Dans ce contexte, le taux des OAT à 10 ans ne pouvait qu’accélérer sa croissance : le rendement de ces obligations émises par l’Etat ne peut être décorrélé de celui de leurs homologues américaines, les Treasury Bonds (T-Bonds) à 10 ans dont le taux est actuellement de 3,14% ; sinon, nombre d’investisseurs en dette souveraine se détourneraient des OAT pour privilégier les T-Bonds, rendant impossible le financement du déficit budgétaire de la France.

Or, les taux des crédits hypothécaires proposés aux particuliers sont, en principe, indexés sur celui de l’OAT à 10 ans.

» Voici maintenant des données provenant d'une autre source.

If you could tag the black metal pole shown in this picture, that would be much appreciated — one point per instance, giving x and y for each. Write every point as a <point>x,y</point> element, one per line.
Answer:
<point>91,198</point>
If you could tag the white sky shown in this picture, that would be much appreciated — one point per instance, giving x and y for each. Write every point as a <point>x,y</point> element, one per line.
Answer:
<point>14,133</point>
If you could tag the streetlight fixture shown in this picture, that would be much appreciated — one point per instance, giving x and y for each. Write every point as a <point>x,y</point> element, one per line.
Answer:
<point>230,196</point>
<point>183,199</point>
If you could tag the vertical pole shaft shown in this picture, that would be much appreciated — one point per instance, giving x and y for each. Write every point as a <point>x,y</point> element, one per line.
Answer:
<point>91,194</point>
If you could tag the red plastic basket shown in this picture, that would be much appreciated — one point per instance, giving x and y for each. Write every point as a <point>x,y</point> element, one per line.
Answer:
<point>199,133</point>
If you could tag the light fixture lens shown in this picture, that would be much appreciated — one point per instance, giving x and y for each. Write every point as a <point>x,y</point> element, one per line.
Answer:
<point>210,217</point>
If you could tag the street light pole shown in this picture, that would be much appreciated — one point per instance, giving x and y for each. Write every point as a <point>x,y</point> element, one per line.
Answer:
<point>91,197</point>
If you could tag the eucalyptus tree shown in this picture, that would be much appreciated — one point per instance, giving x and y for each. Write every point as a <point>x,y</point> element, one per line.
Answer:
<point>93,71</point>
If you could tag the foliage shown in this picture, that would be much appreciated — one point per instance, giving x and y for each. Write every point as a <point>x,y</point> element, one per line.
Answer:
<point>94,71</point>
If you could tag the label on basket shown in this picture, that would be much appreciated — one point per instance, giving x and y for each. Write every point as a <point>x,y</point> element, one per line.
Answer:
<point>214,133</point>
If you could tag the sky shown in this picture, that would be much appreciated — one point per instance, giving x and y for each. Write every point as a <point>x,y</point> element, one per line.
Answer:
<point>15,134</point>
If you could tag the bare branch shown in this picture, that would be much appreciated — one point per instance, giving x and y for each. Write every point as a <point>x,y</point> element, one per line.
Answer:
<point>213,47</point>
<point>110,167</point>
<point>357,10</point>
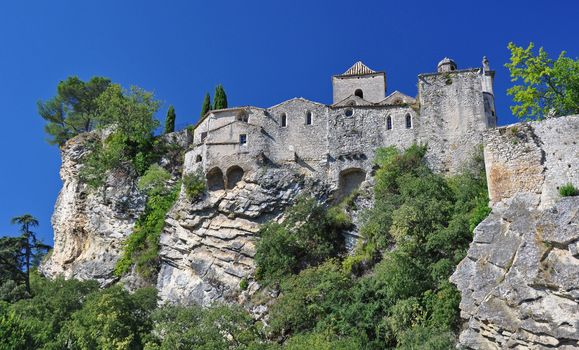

En septembre 2021, le taux nominal, nécessairement annuel, annoncé aux particuliers pour financer l’acquisition de leur logement était de l’ordre de 1,5%. Dans ce cas, un emprunteur pouvant mobiliser 1 000 € par mois sur 20 ans pour payer des mensualités constantes avait une capacité d’emprunt de 207 234 €. A cette date, le taux des OAT était de -0,4%. Aujourd’hui, le taux des OAT est de 2,2% ce qui traduit une hausse de 2,6% et devrait conduire à porter le taux nominal à 4,1%. La progression du taux nominal est toutefois limitée par le taux de l’usure qui fixe, actuellement, à 2,4% le plafond que peut atteindre le taux annuel effectif global (TAEG) d’un crédit hypothécaire sur 20 ans. Dans ce cas, les mensualités constantes de 1 000 € sur 20 ans ramènent le montant empruntable de 207 234 € à 190 460 € soit une baisse de 8%.

Le principe du taux de l’usure a historiquement vocation à éviter à l’emprunteur de supporter un coût de la dette anormalement élevé. Il expose aujourd’hui les emprunteurs à un risque de fermeture du robinet du crédit, ou tout au moins à un très fort accroissement de la sélectivité des dossiers : si le coût de refinancement des banques est de l’ordre du taux des OAT à 10 ans et que celui-ci dépasse – ce qui est prévisible – le taux de l’usure, le crédit hypothécaire devient une activité à marge négative, ce qui est inacceptable financièrement donc inenvisageable.

Une modification du calcul du taux de l’usure, pour l’instant écartée reste la voie la plus crédible. En supposant que le taux nominal puisse être porté à 4,1%, les mensualités de 1 000 € sur 20 ans ramènent le montant empruntable de 207 234 € à 163 596 € soit une baisse de 21%. Une telle baisse des liquidités susceptibles d’être investies dans l’immobilier se traduirait probablement par une baisse de 21% des prix de l’immobilier. Plus qu’un krach immobilier, il s’agirait d’une correction des prix, préférable à un credit crunch c’est-à-dire d’un effondrement du marché qui résulterait d’une nette diminution de l’offre de crédit.